Hej! W tym roku planuje podobnie. 7 dni na Rumunię, a potem na 8 dni jak zwykle Bogacs. Rozglądam się w tej chwili za noclegiem w Rumunii, gdzieś w okolicach Sybina, który byłby dobrą bazą wypadową w te miejsca, które chcemy zobaczyć. Mam tylko cały czas wątpliwości, czy nie jechać w ciemno, bo z tego co wyczytałem i usłyszałem nie ma problemu ze znalezieniem noclegu. Daje to też możliwość przemieszczania się i pozwala uniknąć codziennego "robienia" km, aby powrócić do "noclegowni". Nie ma za to gwarancji co do jakości noclegu.. Obawiam się ponadto o "sajgon" w samochodzie po kilku dniach podróży.

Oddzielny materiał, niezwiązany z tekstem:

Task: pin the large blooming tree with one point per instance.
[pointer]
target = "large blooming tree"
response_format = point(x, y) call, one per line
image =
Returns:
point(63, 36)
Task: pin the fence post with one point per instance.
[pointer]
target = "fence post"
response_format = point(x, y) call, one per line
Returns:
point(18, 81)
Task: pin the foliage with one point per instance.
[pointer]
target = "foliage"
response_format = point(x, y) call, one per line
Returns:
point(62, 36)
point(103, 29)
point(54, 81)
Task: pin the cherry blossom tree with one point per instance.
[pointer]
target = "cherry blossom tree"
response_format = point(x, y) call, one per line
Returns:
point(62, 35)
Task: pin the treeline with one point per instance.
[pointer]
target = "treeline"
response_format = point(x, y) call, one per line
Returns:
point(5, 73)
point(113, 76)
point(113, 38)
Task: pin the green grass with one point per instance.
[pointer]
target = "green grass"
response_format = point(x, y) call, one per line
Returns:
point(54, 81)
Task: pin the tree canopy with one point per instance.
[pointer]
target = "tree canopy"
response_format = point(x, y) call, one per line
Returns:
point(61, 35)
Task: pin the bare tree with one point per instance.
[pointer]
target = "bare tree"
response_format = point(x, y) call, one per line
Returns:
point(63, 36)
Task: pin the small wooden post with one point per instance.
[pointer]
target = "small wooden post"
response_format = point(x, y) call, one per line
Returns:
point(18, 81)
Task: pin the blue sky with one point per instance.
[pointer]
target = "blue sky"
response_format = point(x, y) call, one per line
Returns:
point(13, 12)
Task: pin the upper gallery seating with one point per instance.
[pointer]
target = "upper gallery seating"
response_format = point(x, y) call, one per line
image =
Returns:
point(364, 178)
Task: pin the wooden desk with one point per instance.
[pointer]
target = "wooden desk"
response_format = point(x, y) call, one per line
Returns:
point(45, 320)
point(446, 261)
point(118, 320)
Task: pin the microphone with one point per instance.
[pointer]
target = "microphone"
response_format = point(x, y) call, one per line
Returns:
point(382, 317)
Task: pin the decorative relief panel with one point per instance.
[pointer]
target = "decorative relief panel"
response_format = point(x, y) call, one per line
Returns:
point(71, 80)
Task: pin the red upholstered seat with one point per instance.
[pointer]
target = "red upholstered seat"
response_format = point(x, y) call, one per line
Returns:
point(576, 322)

Czy ktoś, kto był w Rumunii może coś na ten temat podpowiedzieć...
pozdrawiam
Liczba postów: 429
Liczba wątków: 6
Dołączył: 14.02.2014
Reputacja:
424
Dwa lata temu w drodze do Bułgarii zatrzymywałem się na nocleg w Alba Julii w hotelu Maris (polecam zwiedzić cytadelę w tym mieście). Hotel jest zmodernizowanym budynkiem z czasów "najlepszego ustroju" ale obsługa i standard na dobrym poziomie. Wtedy, pod koniec sierpnia, hotel miał niewielkie obłożenie. Na nocleg tranzytowy nadawał się idealnie. Drugim hotelem tranzytowym był Celly w Pitesti, ale ten nadawał się tylko na tranzyt (dla wymagających). Obydwa te miejsca są niezbyt odległe od Sybina. W tej okolicy koniecznie trzeba zaliczyć trasę transfogarską.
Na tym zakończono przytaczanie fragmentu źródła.